Дэн поглядывает на часы, потом снова на меня.
— Уже пора, — говорит он. — Время ехать. Ты в порядке?
Я молча киваю. Он встает и подходит ко мне, протягивая обе руки. Я беру их, и он ставит меня на ноги.
Я вытряхиваю конюшенную пыль из новенького черного платья, и мы идем к дому.
* * *
Вот оно, завершение всех земных дел. Итог всех наших стремлений. Деревянный ящик над раскрытой могилой…
Я никогда не присутствовала на похоронах. Такая вот я ходячая аномалия. По глупости я ожидала, что гроб опустят вниз могильщики. Люди с каменно-неподвижными лицами, которые встанут по трое справа и слева и будут медленно отпускать веревки, пока гроб не ляжет на дно.
Вместо этого гроб с телом отца покоится на двух синих поперечинах, его удерживает прямоугольное устройство, установленное над могилой.

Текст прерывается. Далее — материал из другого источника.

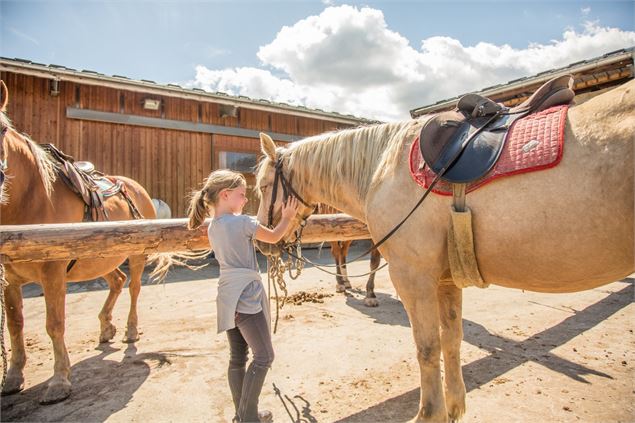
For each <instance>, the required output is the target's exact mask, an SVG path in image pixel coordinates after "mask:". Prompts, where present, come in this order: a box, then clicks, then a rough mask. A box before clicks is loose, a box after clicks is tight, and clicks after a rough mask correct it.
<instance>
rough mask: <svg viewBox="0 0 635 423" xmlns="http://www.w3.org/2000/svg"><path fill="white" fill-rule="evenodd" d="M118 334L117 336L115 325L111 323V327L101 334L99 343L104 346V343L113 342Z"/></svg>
mask: <svg viewBox="0 0 635 423" xmlns="http://www.w3.org/2000/svg"><path fill="white" fill-rule="evenodd" d="M116 334H117V328H116V327H115V325H113V324H112V323H111V324H110V325H108V326H106V328H105V329H103V330H102V331H101V334H100V335H99V343H100V344H102V343H104V342H109V341H111V340H112V338H114V337H115V335H116Z"/></svg>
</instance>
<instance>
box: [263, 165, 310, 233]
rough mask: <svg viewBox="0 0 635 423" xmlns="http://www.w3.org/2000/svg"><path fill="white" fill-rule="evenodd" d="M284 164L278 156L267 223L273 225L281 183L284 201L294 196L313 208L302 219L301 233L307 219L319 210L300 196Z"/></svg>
mask: <svg viewBox="0 0 635 423" xmlns="http://www.w3.org/2000/svg"><path fill="white" fill-rule="evenodd" d="M283 165H284V163H283V161H282V157H280V158H278V160H277V161H276V164H275V168H276V173H275V176H274V178H273V189H272V191H271V202H270V203H269V216H268V219H267V225H268V226H269V227H270V228H271V227H273V207H274V205H275V203H276V198H277V197H278V185H281V186H282V197H283V201H287V198H289V197H290V196H294V197H295V198H297V199H298V201H299V202H300V203H302V204H303V205H304V206H306V207H308V208H310V209H311V213H309V214H308V215H307V216H303V217H302V218H301V220H300V234H301V233H302V229H304V226H306V220H307V219H308V218H309V216H310V215H312V214H313V213H314V212H315V210H317V205H311V204H309V203H308V202H307V201H305V200H304V199H303V198H302V197H301V196H300V194H298V193H297V191H296V190H295V189H293V186H291V182H290V181H289V180H288V179H287V178H286V177H285V176H284V172H283V171H282V167H283ZM299 238H300V237H299V236H298V240H299Z"/></svg>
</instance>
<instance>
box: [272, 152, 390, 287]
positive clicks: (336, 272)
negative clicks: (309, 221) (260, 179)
mask: <svg viewBox="0 0 635 423" xmlns="http://www.w3.org/2000/svg"><path fill="white" fill-rule="evenodd" d="M283 166H284V161H283V158H282V157H279V158H278V160H277V161H276V163H275V165H274V167H275V176H274V179H273V188H272V191H271V202H270V203H269V215H268V218H267V224H268V227H269V228H273V209H274V205H275V202H276V198H277V197H278V185H280V186H282V196H283V201H286V200H287V198H289V197H290V196H291V195H292V196H294V197H295V198H297V199H298V201H300V202H301V203H302V204H303V205H304V206H306V207H307V208H309V209H311V211H310V212H309V213H308V214H307V215H306V216H302V217H301V218H300V227H299V229H298V230H297V231H296V234H295V235H296V236H295V240H294V241H293V242H286V241H281V242H279V243H278V247H279V248H280V250H281V251H284V252H286V253H287V255H288V256H289V260H290V261H289V262H288V263H287V267H286V268H287V269H288V270H289V276H290V277H291V279H296V278H297V277H298V276H299V275H300V272H301V271H302V267H303V265H304V264H305V263H308V264H310V265H312V266H314V267H315V268H317V269H318V270H321V271H322V272H325V273H328V274H330V275H335V276H341V274H340V273H339V272H331V271H329V270H326V269H325V268H327V267H337V266H336V265H333V266H328V265H318V264H317V263H314V262H312V261H311V260H309V259H308V258H306V257H303V256H302V232H303V230H304V227H305V226H306V223H307V219H308V218H309V216H311V215H312V214H313V213H315V212H316V210H317V208H318V206H317V204H313V205H312V204H309V203H308V202H307V201H306V200H304V199H303V198H302V197H301V196H300V194H298V192H297V191H296V190H295V189H293V186H292V185H291V182H290V181H289V179H287V178H286V177H285V176H284V172H283V169H282V168H283ZM390 235H392V233H390V234H389V235H388V237H389V236H390ZM388 237H386V239H387V238H388ZM384 241H385V240H382V241H381V242H380V243H383V242H384ZM378 245H379V244H378ZM378 245H376V246H374V247H372V248H371V249H369V250H368V251H366V252H365V253H363V254H362V255H360V256H359V257H357V258H355V259H354V260H352V261H357V260H359V259H361V258H362V257H364V256H365V255H367V254H369V253H370V252H371V251H372V250H374V249H376V248H377V246H378ZM291 259H294V260H295V266H296V274H295V275H293V274H292V273H291V267H292V263H291ZM387 264H388V263H385V264H384V265H382V266H380V267H379V268H377V269H375V270H373V271H370V272H368V273H364V274H361V275H353V276H351V275H348V277H352V278H358V277H365V276H368V275H371V274H373V273H375V272H377V271H379V270H381V269H383V268H384V267H386V265H387Z"/></svg>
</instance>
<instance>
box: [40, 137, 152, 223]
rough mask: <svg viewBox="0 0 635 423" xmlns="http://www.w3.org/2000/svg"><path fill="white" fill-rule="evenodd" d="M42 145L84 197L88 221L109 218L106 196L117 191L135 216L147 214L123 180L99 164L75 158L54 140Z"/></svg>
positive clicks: (84, 213)
mask: <svg viewBox="0 0 635 423" xmlns="http://www.w3.org/2000/svg"><path fill="white" fill-rule="evenodd" d="M40 146H41V147H42V148H43V149H44V150H45V151H46V152H47V153H48V154H49V155H50V156H51V158H52V159H53V160H54V161H55V162H56V163H57V174H58V176H59V177H60V178H61V179H62V180H63V181H64V183H65V184H66V185H67V186H68V187H69V188H70V189H71V191H73V192H74V193H75V194H77V196H78V197H80V198H81V199H82V200H83V201H84V219H83V220H84V221H85V222H96V221H99V220H109V217H108V212H107V211H106V209H105V208H104V200H105V199H106V198H108V197H112V196H114V195H116V194H121V195H122V196H123V197H124V199H125V200H126V202H127V203H128V206H129V207H130V212H131V213H132V215H133V217H134V218H135V219H142V218H143V216H142V215H141V213H140V212H139V210H138V209H137V207H136V205H135V204H134V201H133V200H132V198H131V197H130V196H129V195H128V193H127V192H126V189H125V186H124V184H123V182H122V181H120V180H117V179H114V178H113V179H111V178H108V177H107V176H105V175H104V174H103V173H101V172H99V171H97V170H95V166H94V165H93V164H92V163H90V162H85V161H75V159H74V158H73V157H71V156H69V155H67V154H65V153H63V152H62V151H61V150H59V149H58V148H57V147H55V145H53V144H40Z"/></svg>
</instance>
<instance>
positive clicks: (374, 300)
mask: <svg viewBox="0 0 635 423" xmlns="http://www.w3.org/2000/svg"><path fill="white" fill-rule="evenodd" d="M380 262H381V254H379V251H377V250H373V251H371V253H370V271H371V272H373V273H371V274H370V276H369V277H368V282H366V298H364V304H365V305H366V306H367V307H377V306H378V305H379V302H378V301H377V296H376V295H375V270H377V268H378V267H379V263H380Z"/></svg>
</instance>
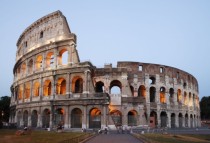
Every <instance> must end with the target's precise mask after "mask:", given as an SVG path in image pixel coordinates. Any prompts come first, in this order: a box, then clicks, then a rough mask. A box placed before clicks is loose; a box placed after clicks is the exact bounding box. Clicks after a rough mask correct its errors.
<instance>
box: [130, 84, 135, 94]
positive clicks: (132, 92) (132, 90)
mask: <svg viewBox="0 0 210 143" xmlns="http://www.w3.org/2000/svg"><path fill="white" fill-rule="evenodd" d="M130 89H131V94H132V96H134V88H133V86H130Z"/></svg>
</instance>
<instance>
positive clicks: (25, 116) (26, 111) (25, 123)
mask: <svg viewBox="0 0 210 143" xmlns="http://www.w3.org/2000/svg"><path fill="white" fill-rule="evenodd" d="M23 126H24V127H27V126H28V111H27V110H25V111H24V112H23Z"/></svg>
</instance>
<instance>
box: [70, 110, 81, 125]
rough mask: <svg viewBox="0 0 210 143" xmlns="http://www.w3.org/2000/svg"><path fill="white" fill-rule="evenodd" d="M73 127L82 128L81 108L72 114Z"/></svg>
mask: <svg viewBox="0 0 210 143" xmlns="http://www.w3.org/2000/svg"><path fill="white" fill-rule="evenodd" d="M71 127H72V128H82V111H81V110H80V109H79V108H75V109H73V110H72V112H71Z"/></svg>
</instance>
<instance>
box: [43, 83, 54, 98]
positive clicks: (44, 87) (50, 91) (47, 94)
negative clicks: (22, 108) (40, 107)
mask: <svg viewBox="0 0 210 143" xmlns="http://www.w3.org/2000/svg"><path fill="white" fill-rule="evenodd" d="M51 90H52V84H51V81H50V80H45V81H44V87H43V94H44V96H49V95H51Z"/></svg>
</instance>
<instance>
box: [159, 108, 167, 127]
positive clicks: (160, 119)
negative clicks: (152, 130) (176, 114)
mask: <svg viewBox="0 0 210 143" xmlns="http://www.w3.org/2000/svg"><path fill="white" fill-rule="evenodd" d="M160 121H161V127H167V114H166V112H161V113H160Z"/></svg>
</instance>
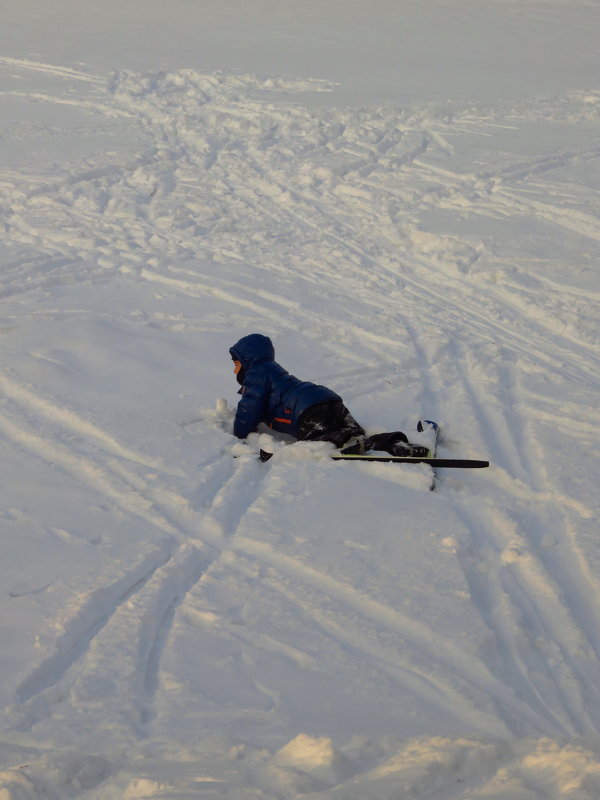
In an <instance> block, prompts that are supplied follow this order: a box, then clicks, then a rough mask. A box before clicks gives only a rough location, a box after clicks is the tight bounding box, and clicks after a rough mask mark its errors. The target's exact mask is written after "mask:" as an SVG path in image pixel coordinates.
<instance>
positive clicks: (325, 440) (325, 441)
mask: <svg viewBox="0 0 600 800" xmlns="http://www.w3.org/2000/svg"><path fill="white" fill-rule="evenodd" d="M229 352H230V354H231V358H232V359H233V363H234V370H233V371H234V373H235V375H236V377H237V381H238V383H239V384H240V385H241V387H242V388H241V389H240V391H239V394H241V395H242V397H241V400H240V401H239V403H238V407H237V412H236V415H235V421H234V425H233V432H234V434H235V435H236V436H237V437H238V438H239V439H245V438H246V436H248V434H249V433H252V432H253V431H255V430H256V428H257V427H258V425H259V424H260V423H261V422H263V423H265V424H266V425H268V426H269V427H270V428H272V429H273V430H275V431H280V432H281V433H287V434H290V435H291V436H294V437H295V438H296V439H301V440H302V441H321V442H332V443H333V444H334V445H335V446H336V447H338V448H341V447H343V446H344V445H348V446H347V447H346V448H345V449H344V451H343V452H349V453H361V452H364V451H365V450H370V449H375V450H386V451H387V452H388V453H391V454H392V455H406V454H407V453H408V451H409V448H408V447H405V446H403V444H402V443H408V439H407V438H406V436H405V435H404V434H403V433H401V432H400V431H394V432H393V433H383V434H378V435H376V436H371V437H369V438H367V437H366V434H365V431H364V430H363V428H361V426H360V425H359V424H358V422H357V421H356V420H355V419H354V417H353V416H352V414H351V413H350V412H349V411H348V409H347V408H346V406H345V405H344V402H343V400H342V398H341V397H340V396H339V395H338V394H336V393H335V392H334V391H332V390H331V389H328V388H327V387H326V386H320V385H319V384H315V383H310V382H308V381H301V380H299V379H298V378H295V377H294V376H293V375H290V374H289V373H288V372H287V371H286V370H285V369H284V368H283V367H282V366H281V365H280V364H278V363H277V362H276V361H275V349H274V348H273V343H272V342H271V340H270V339H269V337H268V336H263V335H262V334H260V333H251V334H249V335H248V336H244V337H243V338H242V339H240V340H239V342H237V343H236V344H234V345H233V347H231V348H230V349H229ZM350 440H354V441H352V442H351V441H350ZM414 447H416V446H415V445H413V446H411V448H412V450H414ZM417 447H418V446H417ZM420 449H421V450H425V451H426V450H427V448H420ZM410 454H415V453H414V452H411V453H410Z"/></svg>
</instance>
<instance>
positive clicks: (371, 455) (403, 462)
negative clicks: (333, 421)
mask: <svg viewBox="0 0 600 800" xmlns="http://www.w3.org/2000/svg"><path fill="white" fill-rule="evenodd" d="M330 458H331V459H332V460H333V461H381V462H393V463H397V464H430V465H431V466H432V467H447V468H450V469H452V468H456V469H483V468H484V467H489V465H490V462H489V461H481V460H479V459H474V458H438V457H437V456H390V455H385V454H382V455H369V454H368V453H364V454H362V455H352V454H350V453H348V454H347V455H343V454H341V453H340V454H335V455H332V456H330Z"/></svg>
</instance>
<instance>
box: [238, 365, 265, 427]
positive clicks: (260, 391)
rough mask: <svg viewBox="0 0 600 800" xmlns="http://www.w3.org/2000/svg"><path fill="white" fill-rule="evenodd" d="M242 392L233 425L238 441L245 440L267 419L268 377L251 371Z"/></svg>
mask: <svg viewBox="0 0 600 800" xmlns="http://www.w3.org/2000/svg"><path fill="white" fill-rule="evenodd" d="M242 391H243V394H242V398H241V400H240V401H239V403H238V407H237V411H236V415H235V421H234V423H233V432H234V434H235V435H236V436H237V437H238V439H245V438H246V436H248V434H249V433H252V431H255V430H256V428H257V427H258V425H259V423H261V422H264V421H265V419H266V408H267V401H268V397H269V380H268V376H267V375H266V374H264V373H262V372H259V371H258V370H251V371H250V372H249V374H248V375H247V376H246V380H245V381H244V386H243V390H242Z"/></svg>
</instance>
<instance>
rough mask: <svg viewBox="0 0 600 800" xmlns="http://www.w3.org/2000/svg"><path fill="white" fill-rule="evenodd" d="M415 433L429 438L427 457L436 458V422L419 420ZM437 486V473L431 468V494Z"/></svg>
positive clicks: (437, 435)
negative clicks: (425, 436)
mask: <svg viewBox="0 0 600 800" xmlns="http://www.w3.org/2000/svg"><path fill="white" fill-rule="evenodd" d="M417 431H418V432H419V433H427V434H428V438H429V455H430V457H432V458H435V457H436V456H437V441H438V434H439V432H440V426H439V425H438V424H437V422H434V421H433V420H432V419H420V420H419V421H418V422H417ZM436 485H437V473H436V471H435V468H434V467H433V466H432V468H431V483H430V484H429V488H430V490H431V491H432V492H434V491H435V488H436Z"/></svg>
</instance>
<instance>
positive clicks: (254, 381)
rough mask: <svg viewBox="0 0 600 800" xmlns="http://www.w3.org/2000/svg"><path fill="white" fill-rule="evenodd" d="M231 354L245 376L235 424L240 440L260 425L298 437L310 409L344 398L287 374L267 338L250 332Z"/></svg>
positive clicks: (232, 349) (238, 404)
mask: <svg viewBox="0 0 600 800" xmlns="http://www.w3.org/2000/svg"><path fill="white" fill-rule="evenodd" d="M229 352H230V353H231V357H232V358H233V359H235V360H236V361H240V362H241V364H242V367H243V369H244V373H245V374H244V382H243V385H242V389H241V391H240V394H241V395H242V399H241V400H240V401H239V403H238V407H237V413H236V415H235V422H234V425H233V432H234V434H235V435H236V436H237V437H238V438H240V439H245V438H246V436H247V435H248V434H249V433H252V431H255V430H256V428H257V427H258V425H259V424H260V423H261V422H264V423H265V424H266V425H269V426H270V427H271V428H273V430H276V431H280V432H282V433H289V434H291V435H292V436H296V437H297V436H298V422H299V420H300V417H301V416H302V414H303V412H304V411H306V409H307V408H310V407H311V406H314V405H316V404H317V403H327V402H330V401H333V400H340V399H341V398H340V396H339V395H337V394H336V393H335V392H333V391H332V390H331V389H328V388H327V387H326V386H319V385H317V384H315V383H309V382H307V381H300V380H298V378H295V377H294V376H293V375H290V374H289V373H288V372H286V370H284V368H283V367H282V366H280V365H279V364H278V363H277V362H276V361H275V349H274V347H273V343H272V342H271V340H270V339H269V337H268V336H263V335H262V334H260V333H251V334H249V335H248V336H244V337H243V338H242V339H240V340H239V342H237V343H236V344H234V345H233V347H231V348H230V349H229Z"/></svg>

Невозможно поверить, что это он там, внутри… Еще трудней мысль о том, что все, делавшее его моим папой, — его душа, его сущность — улетучилось неизвестно куда. Знать бы куда. Рассеялось ли, подобно завитку дыма? И если так, то сразу это происходит или постепенно? А может, душа еще здесь, витает рядом с оставленным телом? Понимает ли папа, что происходит? Может, он с ума сходит, запертый в темноте? Может, нам выпустить его оттуда?..
Священник поет, негромко выводя красивый мотив:
— In paradisum deducant te Angeli; in tuo adventu suscipiant te Martyres…
Рядом со мной стоят Мутти и Ева. Хмурый Дэн — по ту сторону. С нами здесь еще дюжины три человек. Существенно меньше, чем было на заупокойной службе.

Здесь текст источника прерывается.